Son olarak Van depreminin tekrar deprem gerçeğini Türkiye gündemine taşıdığını anlatan Er, şöyle konuştu: "Bu depremden sonra 'Kentsel Dönüşüm' diye bilinen 6306 sayılı Afet Riski Altındaki Alanların Dönüştürülmesi Yasası TBMM’de kabul edildi ve yürürlüğe girdi. Buradan da açıkça görüldüğü gibi kentsel dönüşümün sebebi afetlerdir. İlimizdeki yapılaşmanın yüzde 65’inin kaçak yapılardan oluştuğu yani mühendislik hizmeti görmediği, tektonik fay tarlası olarak görülen yerlerin, sıvılaşma alanlarının, gerekli önlemler alınmadan yapılan yapılaşmaların, jeolojik alt temelli planlarla ve jeolojik-jeoteknik çalışmalarla kentsel dönüşümün yapılması gerekliğini ortaya koymaktadır."Şube Başkanı Engin Er, Bursa'da estetiğe, görünüme verilen önem kadar deprem gerçeğine önem vermeyen veya bu gerçeği anlayamayan, jeolojik ve jeoteknik çalışmaları birer yük olarak gören çok sayıda yerel idare bulunduğuna değindi.Jeoloji Mühendisleri Odası Güney Marmara Şubesi olarak kentte deprem bilincinin oluşması ve uygulamalardaki aksaklıkların giderilmesi için bilimsel verilere dayalı olumlu değişimlere destek vereceklerini anlatan Engin Er, geçmişte çok sayıda yanlış uygulamalarla yapılan yanlış kentsel dönüşümlerin tekrarlanmaması için ellerinden gelen katkıyı koyacaklarını söyledi.
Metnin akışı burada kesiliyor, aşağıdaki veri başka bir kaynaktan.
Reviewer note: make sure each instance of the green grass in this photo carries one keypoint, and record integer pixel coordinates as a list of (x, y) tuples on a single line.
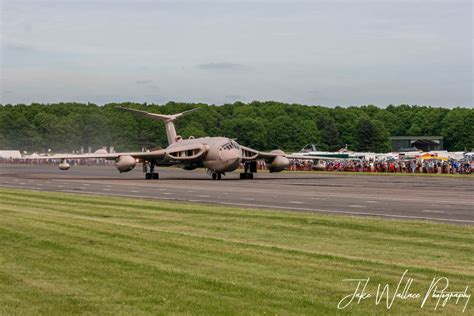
[(69, 254)]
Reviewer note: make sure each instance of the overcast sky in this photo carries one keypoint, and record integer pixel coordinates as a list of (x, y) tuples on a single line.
[(312, 52)]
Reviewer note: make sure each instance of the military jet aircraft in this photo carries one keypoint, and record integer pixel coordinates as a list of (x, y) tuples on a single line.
[(217, 154)]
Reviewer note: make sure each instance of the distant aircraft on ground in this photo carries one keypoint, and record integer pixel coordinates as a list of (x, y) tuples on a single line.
[(218, 154)]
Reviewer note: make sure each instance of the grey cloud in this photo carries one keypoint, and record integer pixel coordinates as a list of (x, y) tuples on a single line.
[(143, 81), (234, 97), (20, 48), (220, 66)]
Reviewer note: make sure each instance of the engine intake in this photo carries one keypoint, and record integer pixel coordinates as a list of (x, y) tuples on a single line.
[(125, 163), (279, 162), (64, 165)]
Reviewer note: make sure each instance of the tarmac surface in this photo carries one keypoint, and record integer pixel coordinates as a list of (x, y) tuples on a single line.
[(440, 199)]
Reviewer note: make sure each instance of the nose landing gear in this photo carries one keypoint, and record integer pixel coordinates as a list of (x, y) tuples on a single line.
[(250, 168), (215, 175), (150, 174)]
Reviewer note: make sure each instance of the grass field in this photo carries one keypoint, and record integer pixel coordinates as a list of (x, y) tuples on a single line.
[(70, 254)]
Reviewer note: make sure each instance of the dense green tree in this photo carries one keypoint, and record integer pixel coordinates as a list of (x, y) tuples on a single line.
[(263, 125), (372, 135)]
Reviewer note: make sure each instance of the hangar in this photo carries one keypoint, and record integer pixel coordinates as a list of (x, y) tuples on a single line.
[(424, 143)]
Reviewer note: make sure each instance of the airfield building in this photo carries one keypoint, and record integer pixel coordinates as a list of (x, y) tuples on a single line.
[(409, 143)]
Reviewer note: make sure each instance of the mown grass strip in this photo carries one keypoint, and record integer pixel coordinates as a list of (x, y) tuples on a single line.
[(68, 254)]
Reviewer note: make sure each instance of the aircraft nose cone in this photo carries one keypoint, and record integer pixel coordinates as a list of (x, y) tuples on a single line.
[(230, 159), (231, 155)]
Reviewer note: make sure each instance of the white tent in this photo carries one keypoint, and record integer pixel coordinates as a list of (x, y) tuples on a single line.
[(8, 154)]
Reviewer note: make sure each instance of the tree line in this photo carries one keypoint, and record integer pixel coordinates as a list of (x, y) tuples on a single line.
[(64, 127)]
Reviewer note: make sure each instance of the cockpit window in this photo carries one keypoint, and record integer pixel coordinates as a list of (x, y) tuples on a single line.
[(230, 145)]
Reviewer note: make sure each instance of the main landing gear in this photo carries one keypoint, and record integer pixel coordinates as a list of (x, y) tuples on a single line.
[(216, 175), (250, 168), (150, 174)]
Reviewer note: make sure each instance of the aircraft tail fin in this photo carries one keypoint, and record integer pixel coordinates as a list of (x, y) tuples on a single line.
[(167, 119)]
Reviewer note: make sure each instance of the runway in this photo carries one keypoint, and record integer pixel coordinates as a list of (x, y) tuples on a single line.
[(440, 199)]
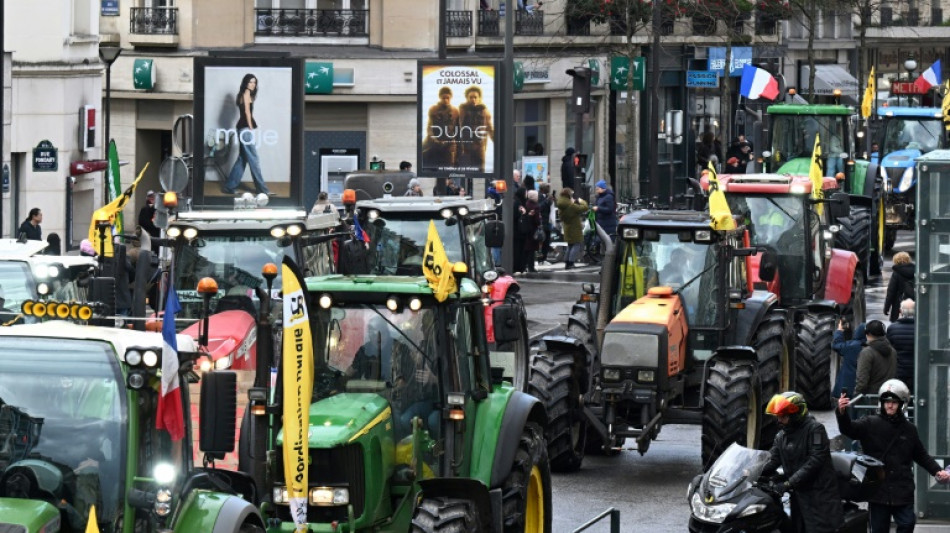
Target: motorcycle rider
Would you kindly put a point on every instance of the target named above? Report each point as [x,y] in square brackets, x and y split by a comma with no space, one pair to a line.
[890,438]
[802,449]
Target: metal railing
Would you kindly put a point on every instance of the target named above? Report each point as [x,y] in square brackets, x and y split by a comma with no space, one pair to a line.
[312,22]
[153,20]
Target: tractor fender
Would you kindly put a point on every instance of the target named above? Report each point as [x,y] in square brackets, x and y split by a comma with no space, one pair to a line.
[465,489]
[498,290]
[841,269]
[757,306]
[216,512]
[521,408]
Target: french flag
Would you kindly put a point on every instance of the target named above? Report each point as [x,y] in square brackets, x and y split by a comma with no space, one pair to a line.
[930,78]
[758,83]
[169,416]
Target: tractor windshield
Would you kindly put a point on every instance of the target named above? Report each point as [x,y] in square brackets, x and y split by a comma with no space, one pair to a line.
[687,267]
[793,137]
[62,414]
[397,242]
[372,349]
[913,133]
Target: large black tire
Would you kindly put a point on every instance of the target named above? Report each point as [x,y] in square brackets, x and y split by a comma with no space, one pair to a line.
[854,234]
[775,368]
[555,382]
[813,358]
[520,347]
[526,492]
[445,515]
[731,408]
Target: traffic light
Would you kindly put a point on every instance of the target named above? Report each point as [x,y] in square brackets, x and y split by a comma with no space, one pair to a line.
[580,91]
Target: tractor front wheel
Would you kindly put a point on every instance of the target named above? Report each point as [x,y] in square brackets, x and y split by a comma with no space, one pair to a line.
[731,408]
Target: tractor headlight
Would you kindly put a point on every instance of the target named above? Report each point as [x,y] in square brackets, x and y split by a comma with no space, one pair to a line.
[907,180]
[327,496]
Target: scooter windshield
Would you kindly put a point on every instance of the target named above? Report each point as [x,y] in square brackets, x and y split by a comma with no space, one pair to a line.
[737,467]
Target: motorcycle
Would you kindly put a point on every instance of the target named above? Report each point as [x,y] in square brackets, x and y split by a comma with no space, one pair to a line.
[728,498]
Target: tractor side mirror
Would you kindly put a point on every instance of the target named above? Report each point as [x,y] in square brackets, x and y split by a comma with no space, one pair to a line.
[494,233]
[507,322]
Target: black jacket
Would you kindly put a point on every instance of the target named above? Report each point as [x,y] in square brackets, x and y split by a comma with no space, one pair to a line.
[901,336]
[876,433]
[900,286]
[803,452]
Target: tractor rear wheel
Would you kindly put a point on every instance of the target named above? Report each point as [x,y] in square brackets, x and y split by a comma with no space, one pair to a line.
[813,358]
[526,492]
[445,515]
[731,408]
[854,234]
[555,382]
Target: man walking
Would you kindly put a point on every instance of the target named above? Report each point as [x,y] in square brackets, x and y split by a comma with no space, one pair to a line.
[890,438]
[877,362]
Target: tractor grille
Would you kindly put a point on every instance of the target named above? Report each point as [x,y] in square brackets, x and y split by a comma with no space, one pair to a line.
[331,467]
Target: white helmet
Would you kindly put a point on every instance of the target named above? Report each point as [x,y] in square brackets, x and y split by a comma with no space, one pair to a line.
[895,389]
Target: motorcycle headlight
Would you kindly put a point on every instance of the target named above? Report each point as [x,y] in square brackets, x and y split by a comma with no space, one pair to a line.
[907,180]
[710,513]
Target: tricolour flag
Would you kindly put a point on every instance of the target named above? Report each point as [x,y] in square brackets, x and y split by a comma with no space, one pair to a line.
[930,78]
[758,83]
[169,416]
[297,361]
[111,212]
[437,267]
[816,174]
[868,102]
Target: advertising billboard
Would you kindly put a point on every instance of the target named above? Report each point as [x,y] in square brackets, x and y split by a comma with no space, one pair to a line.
[249,129]
[458,106]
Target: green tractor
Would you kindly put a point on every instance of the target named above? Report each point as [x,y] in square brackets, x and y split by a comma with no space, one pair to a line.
[409,426]
[78,411]
[675,334]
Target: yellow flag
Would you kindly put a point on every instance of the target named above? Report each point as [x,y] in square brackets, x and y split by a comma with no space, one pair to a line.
[298,386]
[869,93]
[946,105]
[718,207]
[817,174]
[108,212]
[437,267]
[92,526]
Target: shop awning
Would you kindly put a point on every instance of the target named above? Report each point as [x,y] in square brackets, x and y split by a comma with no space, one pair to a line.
[831,77]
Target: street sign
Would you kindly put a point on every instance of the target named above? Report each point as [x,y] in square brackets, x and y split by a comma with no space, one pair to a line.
[45,157]
[702,78]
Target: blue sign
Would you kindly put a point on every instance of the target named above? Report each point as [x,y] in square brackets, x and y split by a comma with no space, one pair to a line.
[702,78]
[741,56]
[110,8]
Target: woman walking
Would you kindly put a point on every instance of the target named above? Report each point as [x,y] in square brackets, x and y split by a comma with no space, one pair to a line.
[247,151]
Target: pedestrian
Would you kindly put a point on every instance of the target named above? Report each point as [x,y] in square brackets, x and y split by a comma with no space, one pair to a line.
[247,139]
[147,216]
[901,285]
[890,438]
[572,211]
[414,188]
[605,208]
[30,228]
[803,451]
[847,342]
[877,361]
[901,336]
[568,171]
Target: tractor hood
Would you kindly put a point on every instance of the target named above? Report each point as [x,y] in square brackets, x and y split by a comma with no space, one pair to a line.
[28,516]
[901,158]
[342,418]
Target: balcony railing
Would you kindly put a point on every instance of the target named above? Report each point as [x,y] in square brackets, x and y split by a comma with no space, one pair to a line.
[489,23]
[154,20]
[458,23]
[312,22]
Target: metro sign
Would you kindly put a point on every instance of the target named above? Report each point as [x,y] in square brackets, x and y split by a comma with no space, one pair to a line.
[905,87]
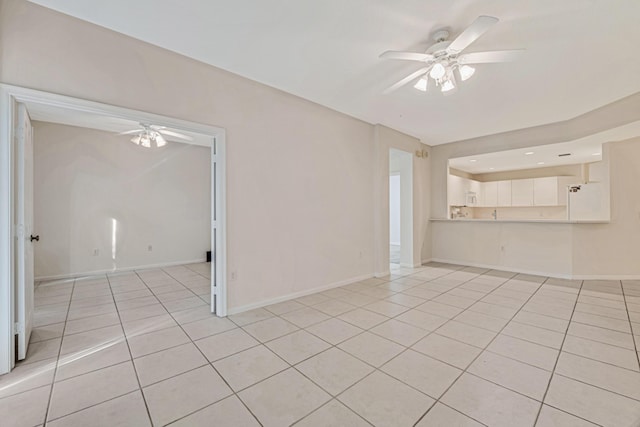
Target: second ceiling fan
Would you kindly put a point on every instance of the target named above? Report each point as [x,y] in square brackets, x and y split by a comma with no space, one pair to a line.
[444,60]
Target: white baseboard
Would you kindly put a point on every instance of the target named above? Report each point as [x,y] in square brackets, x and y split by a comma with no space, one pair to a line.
[606,277]
[117,270]
[569,276]
[503,268]
[236,310]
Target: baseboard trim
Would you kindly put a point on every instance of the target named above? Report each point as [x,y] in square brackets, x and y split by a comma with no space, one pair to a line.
[118,270]
[606,277]
[543,273]
[503,268]
[294,295]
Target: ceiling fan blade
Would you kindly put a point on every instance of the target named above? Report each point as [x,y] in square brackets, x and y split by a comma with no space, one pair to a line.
[471,34]
[490,56]
[131,132]
[409,56]
[174,134]
[160,141]
[406,80]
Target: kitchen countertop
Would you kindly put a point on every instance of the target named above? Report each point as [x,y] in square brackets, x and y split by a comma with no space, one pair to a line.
[545,221]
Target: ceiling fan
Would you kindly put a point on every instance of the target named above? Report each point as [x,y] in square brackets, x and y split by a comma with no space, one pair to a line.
[445,59]
[149,136]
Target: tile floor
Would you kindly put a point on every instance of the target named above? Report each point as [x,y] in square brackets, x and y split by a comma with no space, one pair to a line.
[440,345]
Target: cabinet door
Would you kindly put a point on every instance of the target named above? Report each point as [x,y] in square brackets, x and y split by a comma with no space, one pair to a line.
[522,192]
[545,191]
[473,193]
[489,194]
[504,193]
[456,190]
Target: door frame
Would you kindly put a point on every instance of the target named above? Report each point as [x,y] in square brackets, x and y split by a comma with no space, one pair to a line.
[10,97]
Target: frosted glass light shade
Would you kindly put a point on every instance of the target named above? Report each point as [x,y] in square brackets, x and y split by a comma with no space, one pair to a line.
[421,84]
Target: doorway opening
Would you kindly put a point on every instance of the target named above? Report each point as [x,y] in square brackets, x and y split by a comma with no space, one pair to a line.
[16,212]
[400,209]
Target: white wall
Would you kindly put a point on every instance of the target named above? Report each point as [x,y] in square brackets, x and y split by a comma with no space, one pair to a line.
[613,248]
[384,140]
[402,163]
[394,209]
[299,176]
[605,250]
[86,179]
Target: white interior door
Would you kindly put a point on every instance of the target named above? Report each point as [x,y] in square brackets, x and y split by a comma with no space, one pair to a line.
[24,227]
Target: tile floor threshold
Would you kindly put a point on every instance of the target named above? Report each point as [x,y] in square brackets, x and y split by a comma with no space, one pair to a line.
[436,345]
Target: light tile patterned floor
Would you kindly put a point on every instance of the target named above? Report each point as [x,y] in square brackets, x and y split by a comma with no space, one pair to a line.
[441,345]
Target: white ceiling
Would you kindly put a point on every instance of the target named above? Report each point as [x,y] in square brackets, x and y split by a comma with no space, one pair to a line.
[580,54]
[115,125]
[583,150]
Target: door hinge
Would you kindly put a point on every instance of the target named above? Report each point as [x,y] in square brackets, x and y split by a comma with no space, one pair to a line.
[18,328]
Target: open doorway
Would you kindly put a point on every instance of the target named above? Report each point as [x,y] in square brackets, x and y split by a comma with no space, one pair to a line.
[400,209]
[16,287]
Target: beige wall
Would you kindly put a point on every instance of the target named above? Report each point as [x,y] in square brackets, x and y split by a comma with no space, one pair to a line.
[613,248]
[385,139]
[86,179]
[607,250]
[299,176]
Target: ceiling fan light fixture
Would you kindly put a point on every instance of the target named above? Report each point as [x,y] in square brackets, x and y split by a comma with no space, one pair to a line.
[437,71]
[160,141]
[466,72]
[448,85]
[421,84]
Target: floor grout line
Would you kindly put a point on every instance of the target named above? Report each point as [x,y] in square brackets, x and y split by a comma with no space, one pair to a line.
[144,399]
[461,275]
[559,354]
[635,343]
[212,367]
[480,353]
[55,372]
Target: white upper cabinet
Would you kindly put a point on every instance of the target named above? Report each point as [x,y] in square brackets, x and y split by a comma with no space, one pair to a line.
[552,191]
[504,193]
[545,191]
[456,190]
[522,192]
[489,194]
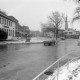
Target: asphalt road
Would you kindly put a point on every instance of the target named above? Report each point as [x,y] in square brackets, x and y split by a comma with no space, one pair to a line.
[24,62]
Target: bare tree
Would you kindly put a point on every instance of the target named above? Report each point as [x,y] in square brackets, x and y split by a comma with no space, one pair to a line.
[77,14]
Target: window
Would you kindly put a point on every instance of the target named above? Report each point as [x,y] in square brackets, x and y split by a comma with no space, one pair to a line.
[0,19]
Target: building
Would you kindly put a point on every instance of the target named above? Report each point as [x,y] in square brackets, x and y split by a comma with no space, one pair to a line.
[8,24]
[22,31]
[71,33]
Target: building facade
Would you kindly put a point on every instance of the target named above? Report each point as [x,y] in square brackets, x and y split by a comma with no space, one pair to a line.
[71,33]
[22,31]
[8,24]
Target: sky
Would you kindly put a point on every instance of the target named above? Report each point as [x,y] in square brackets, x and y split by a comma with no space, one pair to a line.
[34,12]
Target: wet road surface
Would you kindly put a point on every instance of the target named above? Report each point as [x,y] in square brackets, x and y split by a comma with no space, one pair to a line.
[24,62]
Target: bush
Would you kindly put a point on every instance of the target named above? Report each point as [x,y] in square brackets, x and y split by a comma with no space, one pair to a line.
[3,35]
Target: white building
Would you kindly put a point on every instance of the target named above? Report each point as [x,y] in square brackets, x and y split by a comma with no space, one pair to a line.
[7,24]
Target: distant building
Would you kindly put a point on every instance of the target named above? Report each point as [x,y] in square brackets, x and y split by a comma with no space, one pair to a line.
[21,31]
[35,33]
[8,24]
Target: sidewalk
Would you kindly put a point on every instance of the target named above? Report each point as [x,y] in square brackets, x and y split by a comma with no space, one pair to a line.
[69,71]
[23,41]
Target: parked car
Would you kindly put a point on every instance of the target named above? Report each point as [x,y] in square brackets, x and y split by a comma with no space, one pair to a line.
[49,42]
[62,38]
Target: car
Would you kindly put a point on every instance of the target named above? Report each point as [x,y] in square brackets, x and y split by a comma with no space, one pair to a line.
[49,42]
[62,38]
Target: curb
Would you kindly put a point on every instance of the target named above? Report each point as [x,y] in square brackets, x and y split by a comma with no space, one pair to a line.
[22,43]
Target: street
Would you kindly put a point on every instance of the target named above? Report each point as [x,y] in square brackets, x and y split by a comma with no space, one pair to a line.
[25,61]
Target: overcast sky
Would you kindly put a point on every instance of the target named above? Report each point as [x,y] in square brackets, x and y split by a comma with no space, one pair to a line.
[33,12]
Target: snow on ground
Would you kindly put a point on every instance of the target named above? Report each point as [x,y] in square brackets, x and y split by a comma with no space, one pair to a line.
[67,72]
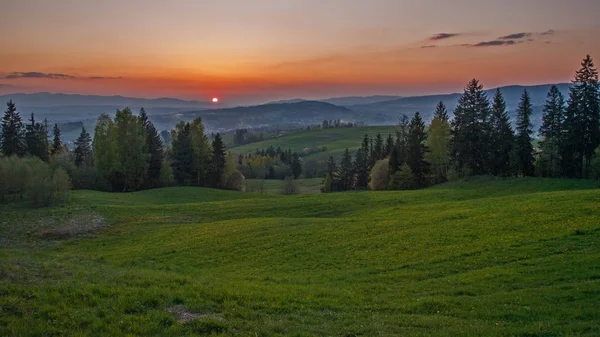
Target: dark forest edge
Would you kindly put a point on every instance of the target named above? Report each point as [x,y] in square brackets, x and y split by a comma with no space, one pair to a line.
[128,154]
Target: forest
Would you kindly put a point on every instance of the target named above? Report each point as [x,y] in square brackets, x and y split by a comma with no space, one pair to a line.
[127,153]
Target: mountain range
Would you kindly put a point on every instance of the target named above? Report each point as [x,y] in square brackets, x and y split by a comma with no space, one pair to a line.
[166,112]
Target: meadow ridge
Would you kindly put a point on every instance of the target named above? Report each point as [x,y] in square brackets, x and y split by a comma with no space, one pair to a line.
[485,257]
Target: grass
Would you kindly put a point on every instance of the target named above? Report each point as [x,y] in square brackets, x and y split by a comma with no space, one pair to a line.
[487,257]
[335,140]
[305,186]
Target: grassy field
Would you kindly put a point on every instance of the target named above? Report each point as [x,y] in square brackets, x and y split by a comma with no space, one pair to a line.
[487,257]
[305,186]
[335,140]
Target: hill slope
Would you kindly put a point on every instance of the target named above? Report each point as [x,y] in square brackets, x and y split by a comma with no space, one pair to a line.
[453,260]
TMMOB Jeoloji Mühendisleri Odası Güney Marmara Şube Başkanı Engin Er, yerel yönetimlere şu önerilerde bulundu:
- 1/100 bin'lik çalışmalarda deprem ve doğal afet gerçeği mutlaka işlenmelidir.
-1/1000'lik çalışmalarda doğal afetler işlenmeli ve yapılaşma esnasında gerekli önem verilmeli
-Jeoloji mühendislerinin arazi çalışmaları mutlaka ilgili idare tarafından denetlenmeli
- Yapılan jeolojik-jeoteknik çalışmalar uygulama esnasında mutlaka ilgili idare tarafından denetlenmelidir.
-Zemin özelliği bakımında uygun olmayan bölgelerdeki yapılaşma bir an önce durdurulmalı veya gerekli önlemler alınmadan yapılaşmaya müsaade edilmemelidir.
-Mevcut yapı stokları da sadece demir beton değil zemin parametreleri açısından da kontrol edilmelidir.
-Kentsel dönüşüm yukarıdaki parametreler göz önüne alınarak planlanmalıdır. Yoksa 'kentsel dönüşüm yaparak, kentsel dönüşüme muhtaç alanlar oluştururuz .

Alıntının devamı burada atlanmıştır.